For the Apache, marriage was a prerequisite to sexual gratification. Virginity in both sexes was associated with purity, and premarital sex was discouraged. For the Apache, sexual pleasure was a reward earned after a long period of deprivations-a reward to be jealously guarded against the threat of an interloper.

The Toda, by contrast, had few sexual restrictions, and sex was easily obtained before and after marriage. Both husbands and wives were allowed to have lovers. When a man wanted someone else's wife as a lover, he sought the consent of the wife and her husband or husbands. If consent was given by all, the men negotiated for an annual fee to be received by the husband(s). The man then visited the woman at the house of her husband(s), or in some cases had her live with him as if she were his wife.

Among the Toda, the clan owned the most valuable property: the sacred buffaloes and the land. Each family had its own nonsacrcd buffaloes, whose milk was a major source of food, and its own house. Material possessions were few and not highly valued. People had almost no personal property.

The Apache owned most property individually, and such property was not used by anyone else, even a parent, without permission. Handling someone else's belongings implied a special and intimate relationship. A husband's clothes could be washed only by his wife, mother, or slaughter. Any other woman who did his laundry was assumed to be having an affair with him.
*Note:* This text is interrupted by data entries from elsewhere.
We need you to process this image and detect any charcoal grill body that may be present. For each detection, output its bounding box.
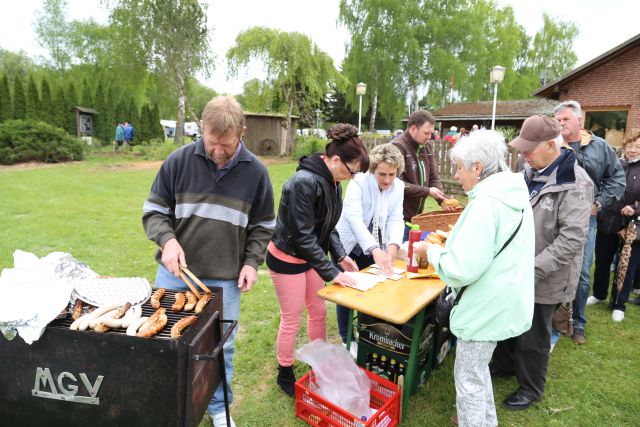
[0,288,224,426]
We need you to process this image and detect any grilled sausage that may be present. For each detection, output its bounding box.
[127,317,149,337]
[71,298,83,320]
[196,293,212,314]
[140,307,167,329]
[171,316,197,340]
[136,313,167,338]
[171,292,185,313]
[151,288,167,310]
[184,291,198,311]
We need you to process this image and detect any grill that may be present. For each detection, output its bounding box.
[0,288,235,426]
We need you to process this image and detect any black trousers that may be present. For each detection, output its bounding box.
[491,304,558,399]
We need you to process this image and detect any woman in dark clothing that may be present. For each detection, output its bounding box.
[267,123,369,397]
[587,129,640,322]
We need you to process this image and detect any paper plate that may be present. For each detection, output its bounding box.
[73,277,151,307]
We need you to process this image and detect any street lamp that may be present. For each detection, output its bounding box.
[356,82,367,133]
[489,65,505,130]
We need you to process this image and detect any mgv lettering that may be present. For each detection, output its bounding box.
[31,367,104,405]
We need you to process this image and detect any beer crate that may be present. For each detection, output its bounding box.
[356,304,436,394]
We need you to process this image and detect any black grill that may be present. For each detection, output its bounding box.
[0,288,233,426]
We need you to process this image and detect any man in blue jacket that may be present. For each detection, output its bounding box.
[554,101,626,344]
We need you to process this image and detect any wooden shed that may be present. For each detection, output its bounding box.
[244,111,299,156]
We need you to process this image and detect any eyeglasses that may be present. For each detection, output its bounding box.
[340,159,358,176]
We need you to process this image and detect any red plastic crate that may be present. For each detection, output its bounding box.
[296,368,400,427]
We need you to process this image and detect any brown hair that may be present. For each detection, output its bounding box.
[202,96,244,137]
[407,110,436,128]
[325,123,369,171]
[622,128,640,148]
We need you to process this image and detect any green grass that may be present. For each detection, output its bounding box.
[0,154,640,426]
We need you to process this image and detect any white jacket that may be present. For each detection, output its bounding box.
[336,172,404,255]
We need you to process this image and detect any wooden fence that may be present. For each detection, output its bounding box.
[362,137,518,194]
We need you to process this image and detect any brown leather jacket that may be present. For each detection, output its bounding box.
[393,130,443,221]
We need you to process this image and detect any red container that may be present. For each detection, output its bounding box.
[296,368,400,427]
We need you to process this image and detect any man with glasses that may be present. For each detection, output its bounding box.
[392,110,451,240]
[554,101,626,344]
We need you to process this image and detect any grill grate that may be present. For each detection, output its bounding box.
[48,289,218,340]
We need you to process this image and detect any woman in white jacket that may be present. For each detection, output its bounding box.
[336,144,404,343]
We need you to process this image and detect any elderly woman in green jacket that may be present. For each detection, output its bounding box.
[416,130,535,427]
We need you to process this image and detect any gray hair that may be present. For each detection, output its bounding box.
[449,129,509,181]
[369,143,404,175]
[553,100,582,119]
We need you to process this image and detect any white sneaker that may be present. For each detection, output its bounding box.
[587,295,604,305]
[611,310,624,322]
[211,411,236,427]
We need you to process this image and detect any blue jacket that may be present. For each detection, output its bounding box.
[576,129,627,211]
[427,171,535,341]
[336,172,404,255]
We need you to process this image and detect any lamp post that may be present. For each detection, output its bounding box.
[356,82,367,133]
[489,65,505,130]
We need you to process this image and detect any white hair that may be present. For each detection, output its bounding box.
[553,100,582,119]
[449,129,509,180]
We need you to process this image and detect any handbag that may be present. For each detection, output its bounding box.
[436,209,524,328]
[551,302,573,337]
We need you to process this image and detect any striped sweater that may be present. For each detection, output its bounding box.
[142,140,275,280]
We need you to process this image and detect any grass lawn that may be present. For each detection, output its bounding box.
[0,155,640,426]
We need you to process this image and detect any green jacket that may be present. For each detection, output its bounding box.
[427,171,535,341]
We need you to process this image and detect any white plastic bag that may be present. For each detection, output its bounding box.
[295,339,371,418]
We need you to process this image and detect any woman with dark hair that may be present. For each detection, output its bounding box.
[267,123,369,397]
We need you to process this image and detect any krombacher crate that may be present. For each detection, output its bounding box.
[357,304,435,394]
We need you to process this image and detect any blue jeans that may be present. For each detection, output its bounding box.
[573,215,598,329]
[156,265,240,415]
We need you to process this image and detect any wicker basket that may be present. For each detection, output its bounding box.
[411,209,462,231]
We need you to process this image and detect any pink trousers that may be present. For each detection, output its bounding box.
[269,268,327,366]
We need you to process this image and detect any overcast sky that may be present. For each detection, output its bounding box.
[0,0,640,93]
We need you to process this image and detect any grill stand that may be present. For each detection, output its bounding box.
[189,318,238,426]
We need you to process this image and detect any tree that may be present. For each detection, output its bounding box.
[35,0,71,70]
[0,74,13,122]
[40,77,54,126]
[110,0,212,144]
[338,0,422,130]
[13,74,27,119]
[227,27,345,154]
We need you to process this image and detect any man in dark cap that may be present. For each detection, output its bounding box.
[490,116,593,409]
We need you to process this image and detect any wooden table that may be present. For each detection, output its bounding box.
[318,260,445,420]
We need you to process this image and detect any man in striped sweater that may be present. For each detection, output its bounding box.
[142,96,275,426]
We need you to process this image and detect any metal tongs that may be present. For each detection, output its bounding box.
[180,266,211,299]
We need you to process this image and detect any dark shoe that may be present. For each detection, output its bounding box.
[489,365,516,378]
[277,365,296,397]
[571,328,587,345]
[503,391,540,411]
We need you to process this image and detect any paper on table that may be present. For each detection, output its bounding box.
[371,264,406,274]
[344,271,379,291]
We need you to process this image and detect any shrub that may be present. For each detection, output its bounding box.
[0,120,85,165]
[292,135,327,160]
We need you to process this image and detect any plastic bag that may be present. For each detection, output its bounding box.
[295,339,371,418]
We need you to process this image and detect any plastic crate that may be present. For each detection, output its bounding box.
[411,209,462,232]
[295,368,400,427]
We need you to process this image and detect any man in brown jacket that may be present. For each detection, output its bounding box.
[490,116,593,409]
[393,110,449,240]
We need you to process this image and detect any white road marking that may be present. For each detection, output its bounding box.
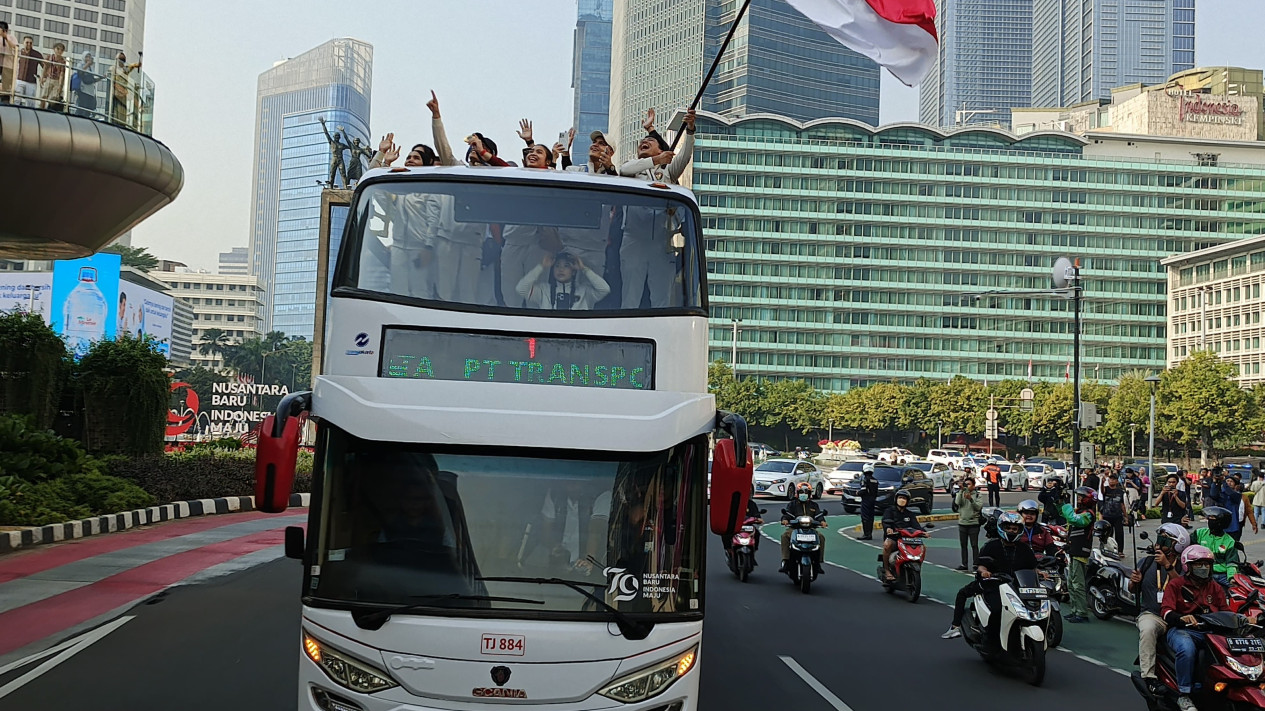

The Toda were casual not only about personal property, but about personal descendants as well. Men took little interest in knowing whether the child they were rearing was their own; fatherhood was a legal relation established through a ceremony in which the man gave a bow and arrow to the mother. At times that man had no physical contact with the mother prior to the ceremony. The oldest husband in the family usually performed the ceremony when the wife was about seven months pregnant, yet all the husbands were regarded as the father of the child.

To the Apache, children were a great asset that provided not only status and prestige, but also a form of social security since children fed and cared for their parents in old age. Daughters attracted sizable marriage gifts and after their marriage, their parents had access to their husbands' labor and to portions of the game the husbands brought home. In addition, family and children were the major vehicle for attaining high status in the tribe, because family size was a reflection of wealth. The ability to support a large family indicated that a man was a good hunter. Because the Apache placed such great importance on personal lineage, "paternity confidence" was extremely important to then. When an Apache husband was away, he had a close blood relative spy on his wife to make sure she was not seeing other men.

Another difference between the Toda and the Apache had to do with the importance of women's economic contribution. Toda women contributed little; the men did virtually everything, including the cooking. Women fetched water, embroidered clothes, pounded grain, and cleaned the house. They were not allowed to approach the buffaloes or handle the milk. They were also excluded from all political and religious activities. Apache husband and wife were economically self-sufficient and both contributed significantly to the economy of the family, men by hunting, women by gathering and preparing food.